I try to start out the year with a 4" lizard either black or dark green pumpkin. Craws usually don't come out of their winter burrows until water temp is around 58-60 degrees. However the salamanders, earth worms, water dogs and tadpoles (mostly amphibian based forage) begins to appear this time of year and bass will most likely key in on this forage base before anything else to fatten up before the spawn. The forage is small this time of year also, so I try not to fish anything larger than 4" at the most.


----------



## lang99 (Mar 6, 2009)

booyah baby boo jig 5/16 with zoom super chuck jr trailer both green pumpkin.


----------



## FLIPNPITCH (Apr 15, 2009)

X2 on the booyah baby boo.

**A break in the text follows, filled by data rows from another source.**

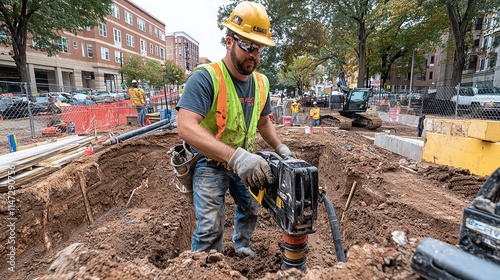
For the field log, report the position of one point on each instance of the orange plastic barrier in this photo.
(101, 115)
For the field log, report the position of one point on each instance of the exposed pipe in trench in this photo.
(334, 226)
(140, 131)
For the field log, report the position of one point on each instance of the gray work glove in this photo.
(251, 168)
(283, 151)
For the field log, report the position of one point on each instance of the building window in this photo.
(90, 54)
(479, 23)
(143, 47)
(118, 36)
(63, 45)
(128, 18)
(141, 25)
(485, 42)
(472, 62)
(487, 23)
(115, 11)
(102, 30)
(118, 56)
(130, 40)
(105, 53)
(493, 60)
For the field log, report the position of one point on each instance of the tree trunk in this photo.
(362, 54)
(19, 45)
(458, 65)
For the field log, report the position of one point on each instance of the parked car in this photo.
(22, 109)
(434, 106)
(479, 102)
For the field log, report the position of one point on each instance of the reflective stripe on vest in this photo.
(222, 98)
(223, 119)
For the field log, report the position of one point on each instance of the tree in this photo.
(42, 22)
(461, 14)
(409, 25)
(297, 74)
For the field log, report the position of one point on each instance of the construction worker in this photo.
(295, 112)
(137, 97)
(315, 114)
(223, 105)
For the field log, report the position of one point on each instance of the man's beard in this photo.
(240, 64)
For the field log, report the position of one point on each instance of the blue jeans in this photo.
(210, 184)
(141, 115)
(295, 118)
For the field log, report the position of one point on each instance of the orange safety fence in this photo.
(100, 116)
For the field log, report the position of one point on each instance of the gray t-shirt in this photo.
(198, 95)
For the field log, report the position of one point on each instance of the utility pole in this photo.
(121, 66)
(411, 70)
(165, 94)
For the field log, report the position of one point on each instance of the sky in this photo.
(197, 18)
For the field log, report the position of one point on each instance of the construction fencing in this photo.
(449, 102)
(26, 119)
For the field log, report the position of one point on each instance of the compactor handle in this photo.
(489, 195)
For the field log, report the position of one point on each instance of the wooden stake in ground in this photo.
(348, 200)
(83, 186)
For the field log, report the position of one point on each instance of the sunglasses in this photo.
(248, 46)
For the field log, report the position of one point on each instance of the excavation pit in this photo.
(132, 222)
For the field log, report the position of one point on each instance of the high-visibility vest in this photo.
(315, 113)
(136, 96)
(225, 119)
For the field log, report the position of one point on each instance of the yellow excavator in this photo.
(350, 106)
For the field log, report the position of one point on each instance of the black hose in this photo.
(334, 226)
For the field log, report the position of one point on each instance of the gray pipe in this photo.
(136, 132)
(334, 226)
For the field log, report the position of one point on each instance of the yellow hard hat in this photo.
(250, 20)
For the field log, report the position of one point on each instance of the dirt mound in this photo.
(142, 224)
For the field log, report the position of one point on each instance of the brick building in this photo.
(183, 49)
(91, 59)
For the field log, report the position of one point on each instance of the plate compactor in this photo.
(478, 253)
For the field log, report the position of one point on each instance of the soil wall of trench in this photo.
(119, 211)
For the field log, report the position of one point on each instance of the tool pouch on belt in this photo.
(183, 161)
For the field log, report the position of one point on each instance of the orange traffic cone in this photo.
(89, 150)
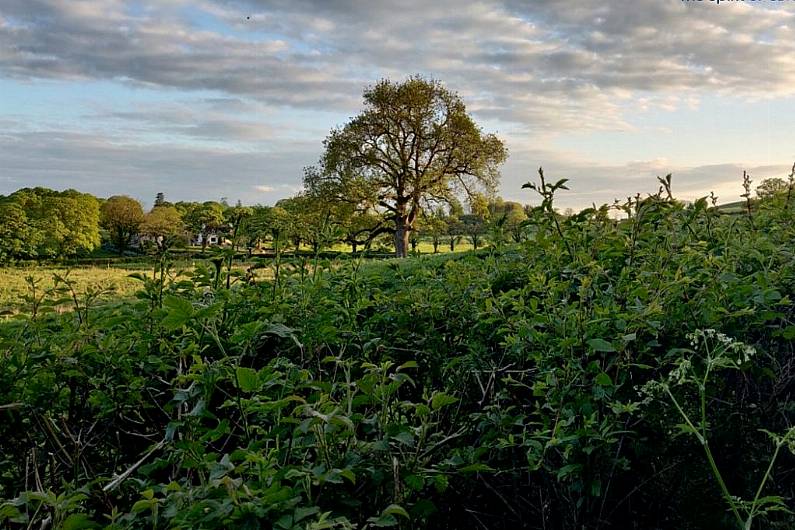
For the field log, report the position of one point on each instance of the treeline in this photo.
(44, 224)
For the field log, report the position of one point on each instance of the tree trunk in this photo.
(402, 233)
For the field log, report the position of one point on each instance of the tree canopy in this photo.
(122, 217)
(413, 144)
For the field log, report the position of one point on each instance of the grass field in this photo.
(115, 277)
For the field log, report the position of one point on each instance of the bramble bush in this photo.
(592, 377)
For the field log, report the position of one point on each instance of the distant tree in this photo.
(772, 187)
(235, 217)
(63, 223)
(122, 217)
(473, 224)
(204, 219)
(435, 226)
(413, 143)
(505, 220)
(164, 225)
(18, 239)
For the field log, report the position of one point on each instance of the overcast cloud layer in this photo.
(210, 99)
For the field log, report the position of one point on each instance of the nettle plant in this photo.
(712, 352)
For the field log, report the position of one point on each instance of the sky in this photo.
(211, 99)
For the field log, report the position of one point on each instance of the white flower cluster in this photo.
(743, 351)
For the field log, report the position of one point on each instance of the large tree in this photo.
(122, 217)
(163, 224)
(413, 144)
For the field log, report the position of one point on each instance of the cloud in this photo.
(531, 63)
(533, 69)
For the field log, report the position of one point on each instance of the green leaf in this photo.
(395, 509)
(440, 399)
(247, 379)
(476, 468)
(78, 521)
(603, 379)
(601, 345)
(180, 311)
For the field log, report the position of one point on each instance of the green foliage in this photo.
(42, 223)
(505, 388)
(122, 216)
(414, 143)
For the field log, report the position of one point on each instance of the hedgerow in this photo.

I like the zoom swimmin chunk.


----------



## jwardy21 (Feb 27, 2009)

Went out today and caught two bucket mouths. One 15" and the other was 17". My lure of choice was Yum wooly craw in black neon.


----------



## OZZIEOHIO (Dec 25, 2007)

caught a 3.8 pound bass today on a spinnerbait. Fire tiger with gold leafs


----------



## FISHIN216 (Mar 18, 2009)

those who caught them. what part of Ohio are you guys fishing? my pond just thawed. I tried a half ounce jig with a craw trailer cause I saw one go into some leaves. thing was huge too. didnt get a bite though


----------



## jwardy21 (Feb 27, 2009)

I live in south central ohio...Chillicothe (about 50 miles south of columbus). I fished two run offs into the water thinking the rain water would be warmer and they would be sitting there. i don't know if was true but that's where I caught'em...


----------



## Marshall (Apr 11, 2004)

Fished a public pond yesterday that the ice just came off of a few days ago. The wind blew some muck to the edge of the shallow end so i said what the heck. I tossed my jig on top of the muck and slowly drug it across and to my suprise a nice bass busted through the muck and ate the jig. Those warm days must have fired them up, the cold water didn't seem to slow them down at all. Just goes to show that sometimes thinking outside the box will give a nice return. Gotta love small ponds and a few warm days this time of year.


----------



## OZZIEOHIO (Dec 25, 2007)

Caught 4 on Tycoon 3 days ago and 2 on Lake snowden yesterday. Alot of people were catching them on Tycoon, one guy had a 6 pound bass. He caught it on live minnows fishing for Crappie.


----------



## Cw_Angler_11 (Apr 11, 2006)

Got a 16 inch LM yesterday on a shad rattle trap.


----------



## Luns (Feb 10, 2010)

Where are the pics guys????


----------



## OZZIEOHIO (Dec 25, 2007)

I took pic with my cell pone but dont know how to get tyhem on here.


----------